The Central European country on Saturday evicted 18 Russian Embassy staff, whom it identified as intelligence officers, over suspicions that Russian secret services were behind explosions at a privately operated arms depot in 2014.
Moscow has denied any of its agents were involved in the blast, which killed two people, branding the Czech stance a provocation, and expelled 20 Czech diplomats and other staff in retaliation.
The dispute is the biggest between Prague and Moscow since the end of Soviet domination of Eastern Europe in 1989, and comes amid growing tensions between Russia and the West.
“We will call for collective action by European Union and NATO countries that will be aimed at a solidarity expulsion of identified members of Russian intelligence services from EU and NATO member states,” Hamáček told a televised news conference.
Hamáček said he had summoned Russia’s ambassador in Prague for Wednesday, where he would inform him of a further Czech reaction. He declined to say what the reaction would be.

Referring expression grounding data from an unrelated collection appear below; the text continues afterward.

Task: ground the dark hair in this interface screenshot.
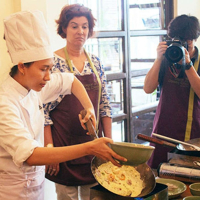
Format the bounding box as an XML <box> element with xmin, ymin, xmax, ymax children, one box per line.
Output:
<box><xmin>9</xmin><ymin>62</ymin><xmax>34</xmax><ymax>77</ymax></box>
<box><xmin>167</xmin><ymin>14</ymin><xmax>200</xmax><ymax>40</ymax></box>
<box><xmin>56</xmin><ymin>4</ymin><xmax>96</xmax><ymax>39</ymax></box>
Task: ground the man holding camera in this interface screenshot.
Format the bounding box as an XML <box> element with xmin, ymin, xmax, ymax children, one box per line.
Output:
<box><xmin>144</xmin><ymin>14</ymin><xmax>200</xmax><ymax>168</ymax></box>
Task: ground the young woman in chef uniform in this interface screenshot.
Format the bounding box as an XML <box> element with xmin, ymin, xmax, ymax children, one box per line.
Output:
<box><xmin>0</xmin><ymin>10</ymin><xmax>126</xmax><ymax>200</ymax></box>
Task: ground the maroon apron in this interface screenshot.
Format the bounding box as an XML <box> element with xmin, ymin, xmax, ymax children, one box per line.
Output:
<box><xmin>45</xmin><ymin>73</ymin><xmax>102</xmax><ymax>186</ymax></box>
<box><xmin>148</xmin><ymin>59</ymin><xmax>200</xmax><ymax>169</ymax></box>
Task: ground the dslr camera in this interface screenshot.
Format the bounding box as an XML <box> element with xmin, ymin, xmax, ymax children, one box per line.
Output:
<box><xmin>165</xmin><ymin>37</ymin><xmax>188</xmax><ymax>64</ymax></box>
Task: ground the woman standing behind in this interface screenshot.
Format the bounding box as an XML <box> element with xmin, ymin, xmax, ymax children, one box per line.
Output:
<box><xmin>44</xmin><ymin>4</ymin><xmax>112</xmax><ymax>200</ymax></box>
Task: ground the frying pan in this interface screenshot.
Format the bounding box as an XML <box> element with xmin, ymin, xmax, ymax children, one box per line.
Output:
<box><xmin>91</xmin><ymin>156</ymin><xmax>156</xmax><ymax>198</ymax></box>
<box><xmin>80</xmin><ymin>110</ymin><xmax>156</xmax><ymax>198</ymax></box>
<box><xmin>137</xmin><ymin>134</ymin><xmax>200</xmax><ymax>157</ymax></box>
<box><xmin>152</xmin><ymin>133</ymin><xmax>200</xmax><ymax>151</ymax></box>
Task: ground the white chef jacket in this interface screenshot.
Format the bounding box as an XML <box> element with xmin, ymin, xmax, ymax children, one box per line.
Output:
<box><xmin>0</xmin><ymin>73</ymin><xmax>74</xmax><ymax>200</ymax></box>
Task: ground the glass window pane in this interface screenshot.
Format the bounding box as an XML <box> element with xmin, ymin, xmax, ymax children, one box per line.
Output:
<box><xmin>131</xmin><ymin>62</ymin><xmax>153</xmax><ymax>71</ymax></box>
<box><xmin>68</xmin><ymin>0</ymin><xmax>122</xmax><ymax>31</ymax></box>
<box><xmin>129</xmin><ymin>0</ymin><xmax>164</xmax><ymax>30</ymax></box>
<box><xmin>129</xmin><ymin>0</ymin><xmax>160</xmax><ymax>3</ymax></box>
<box><xmin>131</xmin><ymin>112</ymin><xmax>155</xmax><ymax>143</ymax></box>
<box><xmin>85</xmin><ymin>38</ymin><xmax>123</xmax><ymax>73</ymax></box>
<box><xmin>107</xmin><ymin>80</ymin><xmax>124</xmax><ymax>115</ymax></box>
<box><xmin>112</xmin><ymin>121</ymin><xmax>125</xmax><ymax>142</ymax></box>
<box><xmin>130</xmin><ymin>36</ymin><xmax>159</xmax><ymax>59</ymax></box>
<box><xmin>131</xmin><ymin>76</ymin><xmax>157</xmax><ymax>107</ymax></box>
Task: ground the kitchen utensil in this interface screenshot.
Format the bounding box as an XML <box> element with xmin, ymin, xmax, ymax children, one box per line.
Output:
<box><xmin>91</xmin><ymin>156</ymin><xmax>156</xmax><ymax>198</ymax></box>
<box><xmin>152</xmin><ymin>133</ymin><xmax>200</xmax><ymax>151</ymax></box>
<box><xmin>80</xmin><ymin>109</ymin><xmax>98</xmax><ymax>139</ymax></box>
<box><xmin>189</xmin><ymin>183</ymin><xmax>200</xmax><ymax>196</ymax></box>
<box><xmin>80</xmin><ymin>110</ymin><xmax>156</xmax><ymax>197</ymax></box>
<box><xmin>110</xmin><ymin>142</ymin><xmax>155</xmax><ymax>166</ymax></box>
<box><xmin>80</xmin><ymin>110</ymin><xmax>155</xmax><ymax>166</ymax></box>
<box><xmin>137</xmin><ymin>133</ymin><xmax>177</xmax><ymax>148</ymax></box>
<box><xmin>158</xmin><ymin>163</ymin><xmax>200</xmax><ymax>183</ymax></box>
<box><xmin>183</xmin><ymin>197</ymin><xmax>200</xmax><ymax>200</ymax></box>
<box><xmin>156</xmin><ymin>178</ymin><xmax>187</xmax><ymax>199</ymax></box>
<box><xmin>137</xmin><ymin>134</ymin><xmax>200</xmax><ymax>152</ymax></box>
<box><xmin>90</xmin><ymin>183</ymin><xmax>168</xmax><ymax>200</ymax></box>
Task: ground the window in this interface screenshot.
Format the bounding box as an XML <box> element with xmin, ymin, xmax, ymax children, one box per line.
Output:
<box><xmin>68</xmin><ymin>0</ymin><xmax>174</xmax><ymax>143</ymax></box>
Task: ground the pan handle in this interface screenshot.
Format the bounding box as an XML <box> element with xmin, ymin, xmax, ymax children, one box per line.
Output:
<box><xmin>137</xmin><ymin>134</ymin><xmax>177</xmax><ymax>148</ymax></box>
<box><xmin>80</xmin><ymin>109</ymin><xmax>98</xmax><ymax>139</ymax></box>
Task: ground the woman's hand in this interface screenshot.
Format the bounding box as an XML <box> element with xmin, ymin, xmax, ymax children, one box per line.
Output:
<box><xmin>46</xmin><ymin>163</ymin><xmax>60</xmax><ymax>176</ymax></box>
<box><xmin>184</xmin><ymin>48</ymin><xmax>191</xmax><ymax>63</ymax></box>
<box><xmin>78</xmin><ymin>108</ymin><xmax>96</xmax><ymax>131</ymax></box>
<box><xmin>87</xmin><ymin>137</ymin><xmax>127</xmax><ymax>167</ymax></box>
<box><xmin>157</xmin><ymin>41</ymin><xmax>168</xmax><ymax>61</ymax></box>
<box><xmin>178</xmin><ymin>48</ymin><xmax>191</xmax><ymax>66</ymax></box>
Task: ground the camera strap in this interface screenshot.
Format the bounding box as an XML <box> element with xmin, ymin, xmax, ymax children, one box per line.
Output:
<box><xmin>169</xmin><ymin>63</ymin><xmax>184</xmax><ymax>78</ymax></box>
<box><xmin>184</xmin><ymin>54</ymin><xmax>200</xmax><ymax>141</ymax></box>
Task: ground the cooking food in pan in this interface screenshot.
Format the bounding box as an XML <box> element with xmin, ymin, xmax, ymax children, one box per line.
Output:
<box><xmin>94</xmin><ymin>161</ymin><xmax>144</xmax><ymax>197</ymax></box>
<box><xmin>91</xmin><ymin>156</ymin><xmax>156</xmax><ymax>198</ymax></box>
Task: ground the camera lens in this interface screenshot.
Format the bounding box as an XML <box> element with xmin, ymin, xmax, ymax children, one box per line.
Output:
<box><xmin>165</xmin><ymin>43</ymin><xmax>185</xmax><ymax>63</ymax></box>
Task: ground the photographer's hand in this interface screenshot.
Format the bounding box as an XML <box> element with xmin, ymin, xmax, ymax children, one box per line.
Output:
<box><xmin>157</xmin><ymin>41</ymin><xmax>168</xmax><ymax>60</ymax></box>
<box><xmin>184</xmin><ymin>48</ymin><xmax>191</xmax><ymax>64</ymax></box>
<box><xmin>144</xmin><ymin>41</ymin><xmax>167</xmax><ymax>94</ymax></box>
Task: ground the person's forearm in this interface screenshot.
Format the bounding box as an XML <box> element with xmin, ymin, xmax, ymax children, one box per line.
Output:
<box><xmin>26</xmin><ymin>143</ymin><xmax>90</xmax><ymax>166</ymax></box>
<box><xmin>143</xmin><ymin>59</ymin><xmax>162</xmax><ymax>93</ymax></box>
<box><xmin>101</xmin><ymin>117</ymin><xmax>112</xmax><ymax>138</ymax></box>
<box><xmin>44</xmin><ymin>125</ymin><xmax>54</xmax><ymax>147</ymax></box>
<box><xmin>185</xmin><ymin>67</ymin><xmax>200</xmax><ymax>98</ymax></box>
<box><xmin>26</xmin><ymin>137</ymin><xmax>127</xmax><ymax>167</ymax></box>
<box><xmin>71</xmin><ymin>77</ymin><xmax>93</xmax><ymax>110</ymax></box>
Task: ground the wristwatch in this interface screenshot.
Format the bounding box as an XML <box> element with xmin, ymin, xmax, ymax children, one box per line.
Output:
<box><xmin>185</xmin><ymin>61</ymin><xmax>193</xmax><ymax>70</ymax></box>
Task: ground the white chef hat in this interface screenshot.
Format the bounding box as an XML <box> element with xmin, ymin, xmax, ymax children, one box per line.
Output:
<box><xmin>4</xmin><ymin>10</ymin><xmax>53</xmax><ymax>66</ymax></box>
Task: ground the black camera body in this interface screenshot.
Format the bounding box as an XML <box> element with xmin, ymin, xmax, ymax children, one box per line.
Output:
<box><xmin>165</xmin><ymin>37</ymin><xmax>187</xmax><ymax>64</ymax></box>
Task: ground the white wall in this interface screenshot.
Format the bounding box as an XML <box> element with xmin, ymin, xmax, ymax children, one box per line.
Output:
<box><xmin>176</xmin><ymin>0</ymin><xmax>200</xmax><ymax>49</ymax></box>
<box><xmin>0</xmin><ymin>0</ymin><xmax>21</xmax><ymax>84</ymax></box>
<box><xmin>0</xmin><ymin>0</ymin><xmax>69</xmax><ymax>85</ymax></box>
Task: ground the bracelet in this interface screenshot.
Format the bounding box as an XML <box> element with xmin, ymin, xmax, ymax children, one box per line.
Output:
<box><xmin>46</xmin><ymin>143</ymin><xmax>53</xmax><ymax>148</ymax></box>
<box><xmin>185</xmin><ymin>61</ymin><xmax>193</xmax><ymax>70</ymax></box>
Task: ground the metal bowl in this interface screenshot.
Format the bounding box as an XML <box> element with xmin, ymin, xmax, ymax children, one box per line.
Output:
<box><xmin>110</xmin><ymin>142</ymin><xmax>155</xmax><ymax>166</ymax></box>
<box><xmin>91</xmin><ymin>156</ymin><xmax>156</xmax><ymax>198</ymax></box>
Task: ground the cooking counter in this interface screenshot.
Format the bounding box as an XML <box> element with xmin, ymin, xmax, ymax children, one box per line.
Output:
<box><xmin>90</xmin><ymin>182</ymin><xmax>168</xmax><ymax>200</ymax></box>
<box><xmin>153</xmin><ymin>168</ymin><xmax>194</xmax><ymax>200</ymax></box>
<box><xmin>90</xmin><ymin>181</ymin><xmax>193</xmax><ymax>200</ymax></box>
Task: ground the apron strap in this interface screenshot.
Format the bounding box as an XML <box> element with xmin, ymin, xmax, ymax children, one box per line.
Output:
<box><xmin>184</xmin><ymin>54</ymin><xmax>200</xmax><ymax>141</ymax></box>
<box><xmin>64</xmin><ymin>46</ymin><xmax>102</xmax><ymax>132</ymax></box>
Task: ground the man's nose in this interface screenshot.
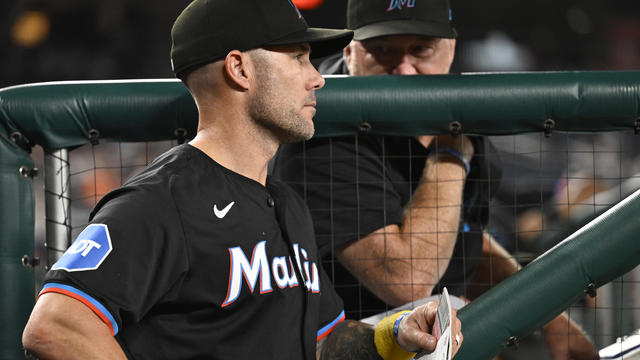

The Foreign Ministry said Prague also asked for a special meeting of NATO’s North Atlantic Council this week.
“(The meeting) will allow for talks of possible further allied steps,” the ministry said on Twitter, adding the country would be sending a high-level representative.
Czech officials have pointed out Russia had more diplomats in Prague than the Czech Republic had in Moscow, which had made the Russian expulsions more damaging to embassy operations.
Kremlin spokesman Dmitry Peskov told reporters on Tuesday that the Czech Republic’s allegations of Russian involvement in the 2014 explosion were unfounded and formed part of a wider series of attempts to contain Russia.
Prague previously said it had evidence backing the suspicion that the warehouse blast was caused by the same agents of Russia’s GRU military intelligence blamed for the poisoning of former Russian spy Sergei Skripal in Britain in 2018. Moscow also denies involvement in the Skripal case.